Camera Model Identification with SPAIR-Swin and Entropy based Non-Homogeneous Patches

TL;DR

The paper tackles the challenge of source camera model identification (SCMI) by introducing SPAIR-Swin, a architecture that fuses a SPAIR block with the Swin Transformer to capture both global and local camera-specific artifacts. A novel entropy-based patch extraction strategy selects high-information regions likely to carry distinctive sensor noise and processing traces, improving discriminability. Empirical results on Dresden, Vision, Forchheim, and Socrates datasets show state-of-the-art image-level and patch-level accuracies, with substantial gains over multiple baselines and evidence that high-entropy patches are particularly informative. The approach offers a practical path for robust SCMI in forensic contexts, and code availability is noted upon request.

Abstract

Source camera model identification (SCMI) plays a pivotal role in image forensics with applications including authenticity verification and copyright protection. For identifying the camera model used to capture a given image, we propose SPAIR-Swin, a novel model combining a modified spatial attention mechanism and inverted residual block (SPAIR) with a Swin Transformer.
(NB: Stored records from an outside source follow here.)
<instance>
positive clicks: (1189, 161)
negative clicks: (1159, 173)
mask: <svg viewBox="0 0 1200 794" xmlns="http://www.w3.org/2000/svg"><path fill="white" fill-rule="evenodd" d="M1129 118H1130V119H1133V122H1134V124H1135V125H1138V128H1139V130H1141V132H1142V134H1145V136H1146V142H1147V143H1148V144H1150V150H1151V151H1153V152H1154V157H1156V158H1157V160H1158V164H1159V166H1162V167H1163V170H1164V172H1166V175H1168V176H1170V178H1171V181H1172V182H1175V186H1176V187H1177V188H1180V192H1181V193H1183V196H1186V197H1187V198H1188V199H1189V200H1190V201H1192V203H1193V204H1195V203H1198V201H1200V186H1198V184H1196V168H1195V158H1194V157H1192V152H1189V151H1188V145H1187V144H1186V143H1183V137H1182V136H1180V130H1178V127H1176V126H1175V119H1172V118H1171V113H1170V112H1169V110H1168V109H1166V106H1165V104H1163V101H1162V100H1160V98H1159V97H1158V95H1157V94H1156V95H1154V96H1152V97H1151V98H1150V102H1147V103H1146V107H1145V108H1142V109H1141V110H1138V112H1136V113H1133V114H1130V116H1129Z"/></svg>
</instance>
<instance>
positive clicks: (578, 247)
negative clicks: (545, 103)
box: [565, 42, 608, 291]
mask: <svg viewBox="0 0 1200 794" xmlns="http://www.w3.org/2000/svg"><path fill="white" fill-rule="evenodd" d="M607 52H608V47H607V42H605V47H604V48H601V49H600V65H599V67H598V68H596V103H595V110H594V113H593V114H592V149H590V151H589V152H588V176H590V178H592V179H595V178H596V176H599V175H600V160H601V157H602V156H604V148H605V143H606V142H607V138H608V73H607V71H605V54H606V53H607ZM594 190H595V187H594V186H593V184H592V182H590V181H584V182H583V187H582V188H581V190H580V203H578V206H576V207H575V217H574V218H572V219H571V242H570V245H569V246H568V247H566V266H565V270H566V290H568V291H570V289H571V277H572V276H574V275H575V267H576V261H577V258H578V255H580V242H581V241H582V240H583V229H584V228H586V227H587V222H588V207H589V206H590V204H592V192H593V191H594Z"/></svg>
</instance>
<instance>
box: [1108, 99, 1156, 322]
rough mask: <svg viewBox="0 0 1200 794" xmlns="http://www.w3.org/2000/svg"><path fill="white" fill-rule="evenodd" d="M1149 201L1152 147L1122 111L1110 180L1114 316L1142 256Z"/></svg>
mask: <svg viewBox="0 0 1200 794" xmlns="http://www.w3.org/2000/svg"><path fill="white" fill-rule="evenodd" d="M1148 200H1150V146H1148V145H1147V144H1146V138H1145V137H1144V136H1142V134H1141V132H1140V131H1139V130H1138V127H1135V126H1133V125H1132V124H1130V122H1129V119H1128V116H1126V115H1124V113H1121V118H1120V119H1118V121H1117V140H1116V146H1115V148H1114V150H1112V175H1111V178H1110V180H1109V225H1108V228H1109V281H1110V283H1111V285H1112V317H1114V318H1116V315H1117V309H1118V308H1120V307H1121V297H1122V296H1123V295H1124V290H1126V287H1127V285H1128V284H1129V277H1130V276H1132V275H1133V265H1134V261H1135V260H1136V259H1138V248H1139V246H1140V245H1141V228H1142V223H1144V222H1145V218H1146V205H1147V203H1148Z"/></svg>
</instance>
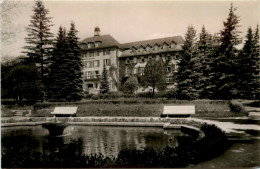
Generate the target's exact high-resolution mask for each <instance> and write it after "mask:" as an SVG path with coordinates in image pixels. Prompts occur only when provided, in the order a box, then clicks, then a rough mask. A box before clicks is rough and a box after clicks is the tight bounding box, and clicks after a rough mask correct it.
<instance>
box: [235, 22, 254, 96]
mask: <svg viewBox="0 0 260 169" xmlns="http://www.w3.org/2000/svg"><path fill="white" fill-rule="evenodd" d="M253 36H254V35H253V31H252V29H251V27H249V28H248V31H247V35H246V41H245V44H244V47H243V49H242V52H241V53H240V58H239V62H238V63H239V64H238V67H239V69H238V70H239V73H238V77H239V78H238V86H239V88H238V90H239V94H240V95H239V96H240V98H247V99H249V98H252V97H253V96H252V94H253V90H254V89H253V88H254V87H253V84H254V83H253V81H254V80H253V79H254V73H255V70H254V69H255V68H254V64H255V63H254V62H255V60H254V56H253V53H254V39H253V38H254V37H253Z"/></svg>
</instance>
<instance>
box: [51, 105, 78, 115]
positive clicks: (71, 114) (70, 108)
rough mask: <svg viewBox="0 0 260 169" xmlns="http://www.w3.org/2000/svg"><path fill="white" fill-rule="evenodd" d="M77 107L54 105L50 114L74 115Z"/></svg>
mask: <svg viewBox="0 0 260 169" xmlns="http://www.w3.org/2000/svg"><path fill="white" fill-rule="evenodd" d="M77 109H78V107H55V109H54V111H53V112H51V114H52V115H54V116H57V117H71V116H76V113H77Z"/></svg>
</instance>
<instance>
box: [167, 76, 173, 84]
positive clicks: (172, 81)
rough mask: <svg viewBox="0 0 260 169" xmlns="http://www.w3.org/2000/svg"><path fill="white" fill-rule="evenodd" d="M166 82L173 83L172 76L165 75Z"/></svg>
mask: <svg viewBox="0 0 260 169" xmlns="http://www.w3.org/2000/svg"><path fill="white" fill-rule="evenodd" d="M166 83H174V79H173V77H166Z"/></svg>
SPAIR-Swin effectively captures both global and local features, enabling robust identification of artifacts such as noise patterns that are particularly effective for SCMI. Additionally, unlike conventional methods focusing on homogeneous patches, we propose a patch selection strategy for SCMI that emphasizes high-entropy regions rich in patterns and textures. Extensive evaluations on four benchmark SCMI datasets demonstrate that SPAIR-Swin outperforms existing methods, achieving patch-level accuracies of 99.45%, 98.39%, 99.45%, and 97.46% and image-level accuracies of 99.87%, 99.32%, 100%, and 98.61% on the Dresden, Vision, Forchheim, and Socrates datasets, respectively. Our findings highlight that high-entropy patches, which contain high-frequency information such as edge sharpness, noise, and compression artifacts, are more favorable in improving SCMI accuracy. Code will be made available upon request.

Figures (5)

• Figure 1: Proposed Pipeline for SPAIR-Swin Architecture. The process begins by extracting patches from the input image. These patches are then processed by the SPAIR block, which generates Feature-Enhanced Patches that capture prominent visual cues. The enhanced patches are subsequently fed into the Swin Transformer for the final classification.
• Figure 2: Entropy-based patch extraction. The input images are first center-cropped, then processed to get non-overlapping patches of size $k \times k$. For each patch, entropy is computed based on its grayscale pixel intensity distribution. The patches are ranked in descending order of entropy and the top $\mathbf{P}$ patches are selected for the purpose of SCMI.
• Figure 3: The schematic diagram of the SPAIR module. The proposed feature extractor incorporates an Inverted Residual Block with an expansion factor of $4$ and a modified spatial attention module. The Inverted Residual Block makes use of depthwise convolution coupled with elementwise additive skip connection, while the modified spatial attention module uses average pooling with an adaptive mechanism to improve feature representation. ReLU and batch normalization are added after convolutional and depthwise convolutional layers except for the last layer that employs a convolutional layer with a sigmoid function. s: stride, p: padding, f: number of filters, m: kernel size or mask size, e: expansion factor, $\mathbf{\otimes}$: elementwise multiplication, $\mathbf{\oplus}$: elementwise addition.
• Figure 4: Swin Transformer Architecture. The components of the Swin Transformer, including the LayerNorm (LN) layer, MultiLayer Perceptron (MLP), and Multi-Head Self-Attention modules (W-MSA and SW-MSA), with regular and shifted windowing configurations, respectively.
• Figure 5: Comparison of F1 Scores achieved by various methods on the four datasets. Across all datasets, the proposed method has outperformed others and achieved almost perfect F1 scores in most cases, indicating its generalizability across different datasets. Previous state-of-the-art methods displayed some inconsistencies in their performance, where few of them experiencing drastic reductions in their F1 scores.